WIP: Draft iterable hooks implementation
Example/untested draft implementation for discussion in #50. Ping @fschulze too.
Just added a more correct/complete integration with the manager and a test to verify.
Still rough but a starting point nonetheless.
I don't think I'm a big fan of having two sets of hooks pm.hook and pm.ihook I'd rather just have an explicit mark with indicates whether the hook is iterable or not but maybe it's good to have both?
Also what about supporting hooks as generators? Bad idea? We'd probably only support it for py3 anyway since we can use yield from.
@tgoodlet nice, thanks! This is a good starting point.
I don't think I'm a big fan of having two sets of hooks pm.hook and pm.ihook I'd rather just have an explicit mark with indicates whether the hook is iterable or not but maybe it's good to have both?
Currently hook calls either return a list (normal hooks) or a single value (hooks marked as firstresult), correct? I don't see the value of having hook and ihook, I believe we should change the semantics of the first case, normal hooks will always return an iterator. It is easy enough to call list(it) if one needs a list.
@nicoddemus so techincally we could jig this such that pluggy.callers._multicall() is always a generator and if a user wants a non-iterable call we just do:
return next(_multicall())
where internally there's just an if iterate: which skips the yield line.
But then regular calls will be slower. However, if all of this is cythonized it may not matter.
I believe we should change the semantics of the first case, normal hooks will always return an iterator. It is easy enough to call list(it) if one needs a list.
Yeah only problem is that's a low slower.
if a user wants a non-iterable call we just do
Hmm sorry what you mean, could you clarify?
But then regular calls will be slower
Oh is this the reason why we are having both hook and ihook since the beginning?
if a user wants a non-iterable call we just do Hmm sorry what you mean, could you clarify?
We could theoretically make _multicall and _itercall the same function (which contains a yield making it a generator function) and simply skip that yield expression if the iterate flag is False. If you want to call a generator function and have it behave the same as a regular function you'd need to do next(gen_func(*args)) but this is about 4-5 times slower then a regular function call (at least according to my micro benches in py3.6.3).

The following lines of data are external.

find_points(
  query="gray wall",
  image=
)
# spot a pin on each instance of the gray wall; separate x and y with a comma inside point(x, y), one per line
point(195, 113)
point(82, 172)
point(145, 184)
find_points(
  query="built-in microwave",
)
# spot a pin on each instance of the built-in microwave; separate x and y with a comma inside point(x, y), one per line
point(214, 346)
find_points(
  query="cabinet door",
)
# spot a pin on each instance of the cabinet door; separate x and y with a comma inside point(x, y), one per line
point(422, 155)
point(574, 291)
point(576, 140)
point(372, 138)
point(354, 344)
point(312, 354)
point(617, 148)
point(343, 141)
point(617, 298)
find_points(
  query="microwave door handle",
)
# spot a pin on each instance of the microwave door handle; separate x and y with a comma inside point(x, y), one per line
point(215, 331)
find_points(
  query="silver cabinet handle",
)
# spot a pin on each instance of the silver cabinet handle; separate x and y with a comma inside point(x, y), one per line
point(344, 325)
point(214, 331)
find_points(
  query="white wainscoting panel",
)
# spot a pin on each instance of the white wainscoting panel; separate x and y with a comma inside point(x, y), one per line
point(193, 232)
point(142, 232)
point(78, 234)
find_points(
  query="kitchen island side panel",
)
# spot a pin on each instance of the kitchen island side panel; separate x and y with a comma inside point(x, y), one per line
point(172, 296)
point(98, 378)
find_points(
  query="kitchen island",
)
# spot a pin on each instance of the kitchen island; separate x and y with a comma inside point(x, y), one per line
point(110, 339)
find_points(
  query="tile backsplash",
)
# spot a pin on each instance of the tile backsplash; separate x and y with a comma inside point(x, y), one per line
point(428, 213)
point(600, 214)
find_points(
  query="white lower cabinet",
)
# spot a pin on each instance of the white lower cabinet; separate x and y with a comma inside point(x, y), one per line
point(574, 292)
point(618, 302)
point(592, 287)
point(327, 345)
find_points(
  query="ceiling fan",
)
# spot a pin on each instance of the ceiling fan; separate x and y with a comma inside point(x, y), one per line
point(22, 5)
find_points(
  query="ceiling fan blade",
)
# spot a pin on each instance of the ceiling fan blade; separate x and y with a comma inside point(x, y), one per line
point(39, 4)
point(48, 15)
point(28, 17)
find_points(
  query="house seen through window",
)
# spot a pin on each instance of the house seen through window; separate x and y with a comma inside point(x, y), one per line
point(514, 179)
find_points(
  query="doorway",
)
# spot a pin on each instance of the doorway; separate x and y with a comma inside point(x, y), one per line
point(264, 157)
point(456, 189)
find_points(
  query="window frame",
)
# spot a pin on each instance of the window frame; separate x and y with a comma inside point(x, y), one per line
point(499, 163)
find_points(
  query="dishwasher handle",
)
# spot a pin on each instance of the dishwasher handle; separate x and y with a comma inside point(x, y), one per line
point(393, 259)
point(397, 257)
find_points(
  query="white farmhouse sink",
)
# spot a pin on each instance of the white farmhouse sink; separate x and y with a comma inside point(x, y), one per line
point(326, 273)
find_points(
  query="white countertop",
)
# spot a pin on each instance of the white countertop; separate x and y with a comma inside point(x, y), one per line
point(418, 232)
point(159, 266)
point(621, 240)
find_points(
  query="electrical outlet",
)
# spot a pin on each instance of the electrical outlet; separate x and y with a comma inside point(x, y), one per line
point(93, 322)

Oh is this the reason why we are having both hook and ihook since the beginning?
Precisely.
But what I'm thinking now is that maybe we can just cythonize the function and have it remain a single definition, although I haven't ever tried using yield in a cython func.
That being said, regarding cython, I'd always thought a cythonized call loop would be an optional dependency.
Precisely.
OK thanks for confirming! 👍
but this is about 4-5 times slower then a regular function call (at least according to my micro benches in py3.6.3).
This is really strange. I remember your benchmark and it seemed correct.
I did a quick benchmark unrelated to pluggy, just to show the speed difference between constructing a list vs using a generator:
def f():
r = []
for i in range(100):
r.append(i)
return r
def g():
for i in range(100):
yield i
X:\>python --version
Python 3.6.1 :: Continuum Analytics, Inc.
X:\>python -m timeit -s "from perf import f, g" "f()"
100000 loops, best of 3: 6.79 usec per loop
X:\>python -m timeit -s "from perf import f, g" "for i in g(): pass"
100000 loops, best of 3: 4.59 usec per loop
And this results match my expectations. Perhaps is there something else in pluggy's code that might be causing this difference?
What if we time the two approaches to measure them? We can use the code from your test as basis:
from pluggy import PluginManager, HookspecMarker, HookimplMarker
hookspec = HookspecMarker("example")
hookimpl = HookimplMarker("example")
pm = PluginManager("example")
class Hooks(object):
@hookspec
def he_method1(self, arg):
pass
pm.add_hookspecs(Hooks)
class Plugin1(object):
@hookimpl
def he_method1(self, arg):
pass
class Plugin2(object):
@hookimpl
def he_method1(self, arg):
pass
class Plugin3(object):
@hookimpl
def he_method1(self, arg):
pass
class Plugin4(object):
@hookimpl
def he_method1(self, arg):
pass
class PluginWrapper(object):
@hookimpl(hookwrapper=True)
def he_method1(self, arg):
yield
pm.register(Plugin1())
pm.register(Plugin2())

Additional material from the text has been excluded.